O Chefão: Sabia de Tudo |
Ações diversionistas da Petralhada para encobrir o Mensalão petista: acusar os outros do próprio crime |
Marcos Valério: pesadas penas. Botará, agora, a boca no trombone? |
Levei uma grata surpresa com o
julgamento do Mensalão pelo STF. A nossa vida democrática parece ter
reencontrado a vitalidade que parecia fenecida na crise em que o Executivo,
sobranceiro à lei, tentou comprar definitivamente o apoio do Legislativo,
mediante a prática da corrupção sistemática, ao ensejo do episódio que o
denunciante do esquema, Roberto Jefferson, denominou de “Mensalão”. O nome
pegou, para desespero de Lula, Dirceu et
caterva. Foram julgados e condenados, se não todos, pelo menos alguns dos
responsáveis mais representativos do sinistro esquema. A História se
encarregará de julgar os que escaparam, a começar pelo chefe que, pelo teor das
investigações e depoimentos, “tudo sabia”.
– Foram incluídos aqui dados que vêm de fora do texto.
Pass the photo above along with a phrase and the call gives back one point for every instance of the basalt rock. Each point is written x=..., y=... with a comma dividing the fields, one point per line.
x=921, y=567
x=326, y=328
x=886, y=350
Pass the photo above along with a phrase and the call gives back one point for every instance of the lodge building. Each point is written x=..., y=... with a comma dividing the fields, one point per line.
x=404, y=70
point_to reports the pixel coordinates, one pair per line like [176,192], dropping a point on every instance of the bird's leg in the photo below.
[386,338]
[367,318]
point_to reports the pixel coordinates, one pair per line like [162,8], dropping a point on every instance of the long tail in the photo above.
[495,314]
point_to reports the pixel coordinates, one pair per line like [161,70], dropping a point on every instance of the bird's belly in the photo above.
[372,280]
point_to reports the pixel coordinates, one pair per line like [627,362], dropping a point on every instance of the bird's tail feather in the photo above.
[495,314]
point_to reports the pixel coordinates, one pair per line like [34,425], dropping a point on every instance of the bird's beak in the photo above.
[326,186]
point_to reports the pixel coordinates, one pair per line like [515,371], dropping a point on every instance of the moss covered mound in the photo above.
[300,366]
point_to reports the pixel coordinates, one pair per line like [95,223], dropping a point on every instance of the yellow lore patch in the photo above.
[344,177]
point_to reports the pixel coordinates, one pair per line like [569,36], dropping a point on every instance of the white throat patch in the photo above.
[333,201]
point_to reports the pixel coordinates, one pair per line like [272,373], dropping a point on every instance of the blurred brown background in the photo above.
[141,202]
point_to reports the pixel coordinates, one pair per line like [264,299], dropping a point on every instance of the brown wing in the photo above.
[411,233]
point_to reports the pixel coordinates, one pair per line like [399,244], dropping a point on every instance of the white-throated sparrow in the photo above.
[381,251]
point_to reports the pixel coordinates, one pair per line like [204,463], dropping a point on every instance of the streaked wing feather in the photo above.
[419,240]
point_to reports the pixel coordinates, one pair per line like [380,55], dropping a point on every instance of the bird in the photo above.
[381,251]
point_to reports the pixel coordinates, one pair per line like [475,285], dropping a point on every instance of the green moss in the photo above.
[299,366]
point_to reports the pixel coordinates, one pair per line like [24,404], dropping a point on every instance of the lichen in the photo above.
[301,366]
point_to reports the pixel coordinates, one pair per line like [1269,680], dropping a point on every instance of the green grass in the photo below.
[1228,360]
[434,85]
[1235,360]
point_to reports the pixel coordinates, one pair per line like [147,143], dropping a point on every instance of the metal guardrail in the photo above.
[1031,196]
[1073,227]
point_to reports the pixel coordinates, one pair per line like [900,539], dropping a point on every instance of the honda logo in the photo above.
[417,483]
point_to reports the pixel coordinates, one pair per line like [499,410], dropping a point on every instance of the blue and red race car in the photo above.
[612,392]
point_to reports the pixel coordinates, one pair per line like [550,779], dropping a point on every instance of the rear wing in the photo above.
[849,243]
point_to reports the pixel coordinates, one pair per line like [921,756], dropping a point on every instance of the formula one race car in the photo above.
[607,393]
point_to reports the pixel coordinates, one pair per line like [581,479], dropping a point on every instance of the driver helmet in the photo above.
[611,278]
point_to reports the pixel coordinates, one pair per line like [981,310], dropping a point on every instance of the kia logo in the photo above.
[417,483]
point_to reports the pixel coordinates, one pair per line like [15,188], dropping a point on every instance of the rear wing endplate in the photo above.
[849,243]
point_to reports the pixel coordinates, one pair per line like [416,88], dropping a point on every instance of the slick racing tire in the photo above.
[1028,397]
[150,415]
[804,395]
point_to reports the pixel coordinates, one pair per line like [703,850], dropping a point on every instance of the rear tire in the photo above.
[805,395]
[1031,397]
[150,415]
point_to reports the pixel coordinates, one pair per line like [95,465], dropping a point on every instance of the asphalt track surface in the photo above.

Era de Oliveira Vianna a previsão de que
a redenção das instituições republicanas viria, no Brasil, pela mão do
Judiciário. Vítimas da “política alimentar” (nome dado pelo sociólogo fluminense
ao esquema de clientelismo e corrupção que se apossou da vida pública desde
tempos que se remontam à derrubada do Império), as instituições democráticas acordariam
da catalepsia em que a privatização patrimonialista do poder pelas oligarquias
as fez mergulhar. A independência do Poder Judiciário, pensava Oliveira Vianna
em Instituições
Políticas Brasileiras (1949), garantiria no Brasil as liberdades civis
dos cidadãos; asseguradas estas, o país poderia pensar na conquista das
liberdades políticas.
Ora, os pareceres dos juízes do Supremo
Tribunal Federal colocaram na pauta da política nacional dois princípios
fundamentais: em primeiro lugar, todos devem respeitar, sem exceções, a lei e o
marco arquetípico dela, a Constituição. Em segundo lugar, os que governam não
podem agir utilizando a máquina do Estado em benefício próprio. Dois princípios
de ética pública que, meridianos, voltaram a presidir o espaço republicano, a
partir dos pareceres dos Magistrados da nossa Suprema Corte. Que a sociedade
respirou aliviada com a ação patriótica do STF, o deixam claro as opiniões dos
leitores na mídia eletrônica e impressa, bem como as espontâneas manifestações
de aplauso dos cidadãos quando encontram um dos nossos Magistrados, em que pese
a cerrada política armada pela petralhada, de denuncismo de “golpe da
magistratura e da imprensa”.
No esquema do Mensalão marcaram encontro
dois vícios da política brasileira: o tradicional “complexo de clã” e a
ausência de espírito público, bases do Patrimonialismo. Esses dois vícios,
entrelaçados como as caras da mesma moeda, fazem com que os atores políticos
ajam única e exclusivamente em benefício próprio, privatizando as instituições
em seu benefício e no das suas respectivas clientelas. Nisso, o PT e coligados
mostraram-se eficientes “como nunca antes na história deste país”. A esses dois
vícios vieram-se juntar duas tendências da cultura política moderna: o
jacobinismo (inspirado na filosofia política de Jean-Jacques Rousseau, no
século XVIII), segundo o qual a organização da política, nos Estados, deve-se
pautar pelo princípio da unanimidade dos cidadãos ao redor da “vontade geral”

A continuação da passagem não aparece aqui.